Яна вздохнула и потянулась к стеллажу с техникой.
— Ну что ж… Если уж устраивать шум, то так, чтобы его было слышно. Я обеспечу вам «тишину» на их каналах. Ненадолго.
Полночь. Заброшенный тоннель метро, который никогда не был достроен. То самое место на карте. Миронов и Эмма шли по темноте, освещая путь фонариком. В воздухе висел запах озона и сырости. Где-то впереди, в глубине, мерцал искусственный свет.
Им навстречу вышли люди в длинных плащах. Орден. Их лица были скрыты капюшонами, но в руках они держали не оружие, а странные светящиеся устройства с антеннами.
Внезапно свет померк. Из репродукторов раздался нарастающий, оглушительный гул. «Шум» Серого ворвался в тоннель. Устройства людей в плащах погасли, затем вспыхнули вновь, показывая калейдоскоп искажённых лиц, символов, данных.
А потом в проеме тоннеля, откуда они пришли, возникла еще одна фигура. Высокая, прямая. В рваном плаще, с посохом в одной руке и ритуальным ножом в другой. Фута-Турба. Она не смотрела на них. Она смотрела на треснувший кокон, и ее губы растянулись в оскале, лишённом всего человеческого.
— Рану не запечатать стеклом и числами, — проскрежетала она. — Ее можно только прижечь.
Она бросила на пол горсть костяной пыли и сухих корней. Те, коснувшись пола, не рассыпались. Они проросли. Мгновенно, с треском ломающегося бетона, из трещин полезли черные, жилистые щупальца, не растения и не плоть, а сама ожившая  материя тени.
Начался хаос. Настоящий. Не цифровой. Орден отступил, растворяясь в тенях.
Миронов стоял, парализованный, глядя, как сталкиваются миры: холодная технология Занавеса, дигитальный вирус Серого и древняя, живая тьма Фута-Турбы. Он был в эпицентре. Он был той самой щелью, в которую хлынуло всё.
Эмма схватила его за руку. Ее пальцы были горячими, как раскаленные угли.

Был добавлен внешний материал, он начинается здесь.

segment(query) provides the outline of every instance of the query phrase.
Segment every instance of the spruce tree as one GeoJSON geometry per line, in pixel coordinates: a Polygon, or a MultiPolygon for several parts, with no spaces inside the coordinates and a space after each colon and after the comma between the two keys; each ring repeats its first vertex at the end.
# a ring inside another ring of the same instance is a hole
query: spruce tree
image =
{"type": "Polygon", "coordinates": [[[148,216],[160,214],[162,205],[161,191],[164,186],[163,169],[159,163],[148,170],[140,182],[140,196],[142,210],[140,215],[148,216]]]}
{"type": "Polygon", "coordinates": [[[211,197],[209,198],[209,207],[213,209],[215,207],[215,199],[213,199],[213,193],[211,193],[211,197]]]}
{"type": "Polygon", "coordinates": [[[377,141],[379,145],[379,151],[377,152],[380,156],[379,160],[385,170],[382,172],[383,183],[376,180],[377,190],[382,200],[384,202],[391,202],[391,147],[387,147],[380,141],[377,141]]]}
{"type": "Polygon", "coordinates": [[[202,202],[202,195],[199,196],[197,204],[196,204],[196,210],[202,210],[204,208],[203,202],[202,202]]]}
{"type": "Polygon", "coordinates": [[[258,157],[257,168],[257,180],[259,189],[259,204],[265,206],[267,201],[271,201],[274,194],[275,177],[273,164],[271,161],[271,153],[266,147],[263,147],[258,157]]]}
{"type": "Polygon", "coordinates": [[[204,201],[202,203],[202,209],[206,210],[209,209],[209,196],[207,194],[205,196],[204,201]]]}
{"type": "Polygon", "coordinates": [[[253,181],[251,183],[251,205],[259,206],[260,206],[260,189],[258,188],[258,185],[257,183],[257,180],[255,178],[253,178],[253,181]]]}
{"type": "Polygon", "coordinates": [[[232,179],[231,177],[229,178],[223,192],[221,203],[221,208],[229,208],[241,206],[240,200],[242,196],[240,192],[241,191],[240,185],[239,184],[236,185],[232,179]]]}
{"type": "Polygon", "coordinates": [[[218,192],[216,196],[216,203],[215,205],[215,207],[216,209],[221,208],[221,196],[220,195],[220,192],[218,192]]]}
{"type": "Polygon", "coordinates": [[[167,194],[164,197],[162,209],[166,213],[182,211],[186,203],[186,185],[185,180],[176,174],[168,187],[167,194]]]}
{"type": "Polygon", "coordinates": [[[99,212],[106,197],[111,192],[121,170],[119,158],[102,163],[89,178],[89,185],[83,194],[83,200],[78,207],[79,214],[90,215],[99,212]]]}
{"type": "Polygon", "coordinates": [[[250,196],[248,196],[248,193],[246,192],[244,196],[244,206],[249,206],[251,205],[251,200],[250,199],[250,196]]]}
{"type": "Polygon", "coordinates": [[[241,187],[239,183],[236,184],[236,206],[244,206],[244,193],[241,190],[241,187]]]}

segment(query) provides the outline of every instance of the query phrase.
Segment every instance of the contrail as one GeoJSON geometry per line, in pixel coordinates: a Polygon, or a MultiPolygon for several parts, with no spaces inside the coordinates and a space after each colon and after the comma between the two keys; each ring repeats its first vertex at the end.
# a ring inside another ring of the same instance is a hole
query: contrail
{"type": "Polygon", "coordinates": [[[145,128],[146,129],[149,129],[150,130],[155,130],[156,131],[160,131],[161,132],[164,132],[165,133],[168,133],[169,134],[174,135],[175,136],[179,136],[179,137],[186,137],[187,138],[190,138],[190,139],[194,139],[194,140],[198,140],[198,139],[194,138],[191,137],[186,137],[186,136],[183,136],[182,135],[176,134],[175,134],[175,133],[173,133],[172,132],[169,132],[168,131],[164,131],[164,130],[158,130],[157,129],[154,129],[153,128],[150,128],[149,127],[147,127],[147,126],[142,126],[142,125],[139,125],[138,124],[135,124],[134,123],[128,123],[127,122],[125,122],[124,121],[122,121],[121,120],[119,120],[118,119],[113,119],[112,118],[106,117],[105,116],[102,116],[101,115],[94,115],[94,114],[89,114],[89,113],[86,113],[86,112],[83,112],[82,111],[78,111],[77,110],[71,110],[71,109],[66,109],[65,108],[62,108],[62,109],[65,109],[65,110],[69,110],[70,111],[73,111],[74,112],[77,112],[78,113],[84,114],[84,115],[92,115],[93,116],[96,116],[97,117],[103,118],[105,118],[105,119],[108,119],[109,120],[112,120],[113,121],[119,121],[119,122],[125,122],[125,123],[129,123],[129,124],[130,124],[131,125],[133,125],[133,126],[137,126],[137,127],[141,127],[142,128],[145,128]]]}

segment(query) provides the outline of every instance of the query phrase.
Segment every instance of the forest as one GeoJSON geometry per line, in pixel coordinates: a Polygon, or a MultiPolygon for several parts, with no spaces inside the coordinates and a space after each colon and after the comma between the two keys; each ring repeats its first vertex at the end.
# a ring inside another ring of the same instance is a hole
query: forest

— Теперь! — крикнула она. — Разрывай!
И Миронов, не думая, повинуясь древнему инстинкту, доставшемуся не из снов, а из самой глубины его новой, пробудившейся сути, крикнул. Крикнул то единственное слово правды, что осталось у него в груди. Слово, которое было и паролем, и приговором, и разрывом:
— ПРОСНИСЬ!
На мгновение всё замерло. Даже тени. Затем, с тихим, чистым звоном, как будто лопнула колба самой большой в мире лампы, погас весь свет. И не только здесь. По данным, которые позже увидела Яна, в эту секунду на четверть города отключилось электричество.
В абсолютной, непроглядной тьме, наступившей после, Миронов чувствовал только теплую руку Эммы в своей и знал одно: Занавес не упал. Его дернули. И теперь он, порванный в клочья, медленно опадает на землю, открывая сцену, на которой нет готового спектакля. Только темный зал, несколько потрясенных актёров из разных пьес и полная, оглушительная тишина перед тем, как кто-то сделает следующий шаг.
Финальный выбор был не за ним. Он был за всеми. А его история только что стала реальностью. Страшной, неконтролируемой и абсолютно живой.